Suppose the economy has been producing its potential, but it is now experiencing a recession. Which of the following is a discretionary fiscal policy that would bring the economy closer to its potential output? Check all that apply.

1) A tax cut
2) A tax increase
3) The sale of bonds by the Fed
4) An additional $10 billion in spending on agricutural subsidies

1 3

1) and 2)

A discretionary fiscal policy refers to deliberate changes in government spending and taxation to influence the economy. In this case, when the economy is in a recession and needs to move closer to its potential output, the following options can be considered:

1) A tax cut: This is a correct option as a tax cut can increase disposable income, leading to increased consumer spending and aggregate demand, which can help stimulate the economy and move it closer to its potential output.
2) A tax increase: This is an incorrect option. Increasing taxes would reduce disposable income, leading to lower consumer spending and aggregate demand, which could further worsen the recession.
3) The sale of bonds by the Fed: This is an incorrect option. The sale of bonds by the Fed is a monetary policy tool, specifically Open Market Operations, that affects the money supply and interest rates and is not categorized as a discretionary fiscal policy.
4) An additional $10 billion in spending on agricultural subsidies: This is an incorrect option. Although increasing spending on agricultural subsidies may benefit a specific sector, it would not directly address the recession or help the economy move closer to its potential output.

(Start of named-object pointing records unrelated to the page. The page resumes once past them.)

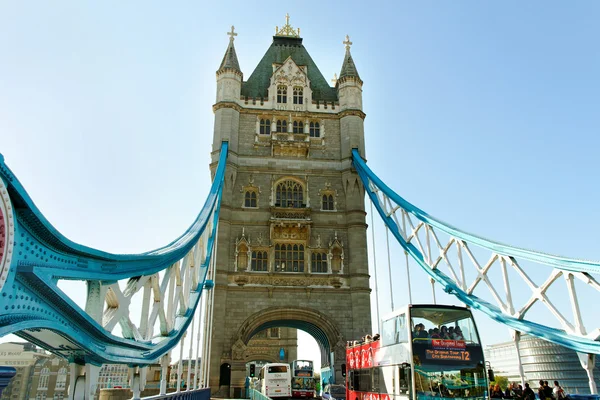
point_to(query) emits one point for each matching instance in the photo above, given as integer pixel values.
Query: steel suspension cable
(387, 238)
(375, 269)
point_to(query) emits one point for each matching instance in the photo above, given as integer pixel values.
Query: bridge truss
(163, 286)
(166, 284)
(463, 263)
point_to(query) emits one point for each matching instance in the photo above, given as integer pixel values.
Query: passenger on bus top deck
(444, 332)
(420, 332)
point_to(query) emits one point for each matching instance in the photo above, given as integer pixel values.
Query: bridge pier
(517, 339)
(137, 381)
(588, 361)
(164, 364)
(84, 381)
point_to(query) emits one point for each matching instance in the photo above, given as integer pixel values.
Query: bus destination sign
(453, 355)
(448, 344)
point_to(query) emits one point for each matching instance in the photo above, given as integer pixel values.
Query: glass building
(541, 360)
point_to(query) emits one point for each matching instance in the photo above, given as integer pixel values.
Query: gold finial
(287, 29)
(347, 42)
(232, 34)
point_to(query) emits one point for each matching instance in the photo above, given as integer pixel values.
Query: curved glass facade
(541, 360)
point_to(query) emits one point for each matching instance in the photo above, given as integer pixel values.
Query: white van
(275, 380)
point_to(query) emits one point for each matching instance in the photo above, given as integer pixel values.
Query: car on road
(334, 392)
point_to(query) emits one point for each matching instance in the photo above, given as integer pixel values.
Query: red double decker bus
(425, 352)
(303, 379)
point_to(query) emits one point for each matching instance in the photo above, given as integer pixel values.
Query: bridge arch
(308, 320)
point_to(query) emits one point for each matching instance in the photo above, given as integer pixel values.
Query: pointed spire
(230, 59)
(348, 68)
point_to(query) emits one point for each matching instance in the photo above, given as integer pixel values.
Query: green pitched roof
(230, 58)
(282, 48)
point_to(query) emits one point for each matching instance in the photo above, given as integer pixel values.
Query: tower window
(250, 199)
(298, 94)
(298, 127)
(282, 94)
(289, 194)
(289, 257)
(315, 129)
(328, 204)
(318, 262)
(281, 125)
(265, 127)
(259, 261)
(274, 333)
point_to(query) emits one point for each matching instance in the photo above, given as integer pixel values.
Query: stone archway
(312, 321)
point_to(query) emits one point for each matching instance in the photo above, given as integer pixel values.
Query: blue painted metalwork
(257, 395)
(579, 343)
(33, 306)
(6, 374)
(199, 394)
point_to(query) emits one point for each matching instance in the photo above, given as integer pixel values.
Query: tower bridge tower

Therefore, the correct answer is:

1) A tax cut

To determine which of the options would bring the economy closer to its potential output, we need to understand the impact of each policy.

1) A tax cut: This is a discretionary fiscal policy that can stimulate economic activity by putting more money in the hands of consumers and businesses. With more money available, consumers are likely to increase their spending, leading to an increase in aggregate demand and potentially boosting the economy towards its potential output. Therefore, a tax cut can bring the economy closer to its potential output.

2) A tax increase: This is a discretionary fiscal policy that reduces the disposable income of consumers and businesses. When taxes are increased, consumers have less money available to spend, which can lead to a decrease in aggregate demand. As a result, a tax increase is unlikely to bring the economy closer to its potential output.

3) The sale of bonds by the Fed: This option refers to a monetary policy action rather than a discretionary fiscal policy. The sale of bonds by the Federal Reserve is a contractionary monetary policy tool that aims to reduce the money supply. While it can impact interest rates and money supply, it does not directly address the level of economic activity. Therefore, this policy option is not relevant to the question.

4) An additional $10 billion in spending on agricultural subsidies: This is a discretionary fiscal policy that involves increased government spending. When the government spends more on agricultural subsidies, it injects more money into the economy, which can increase aggregate demand and potentially stimulate economic growth. Therefore, an additional $10 billion in spending on agricultural subsidies can bring the economy closer to its potential output.

Based on the above analysis, options 1) A tax cut, and 4) An additional $10 billion in spending on agricultural subsidies are the discretionary fiscal policies that would bring the economy closer to its potential output.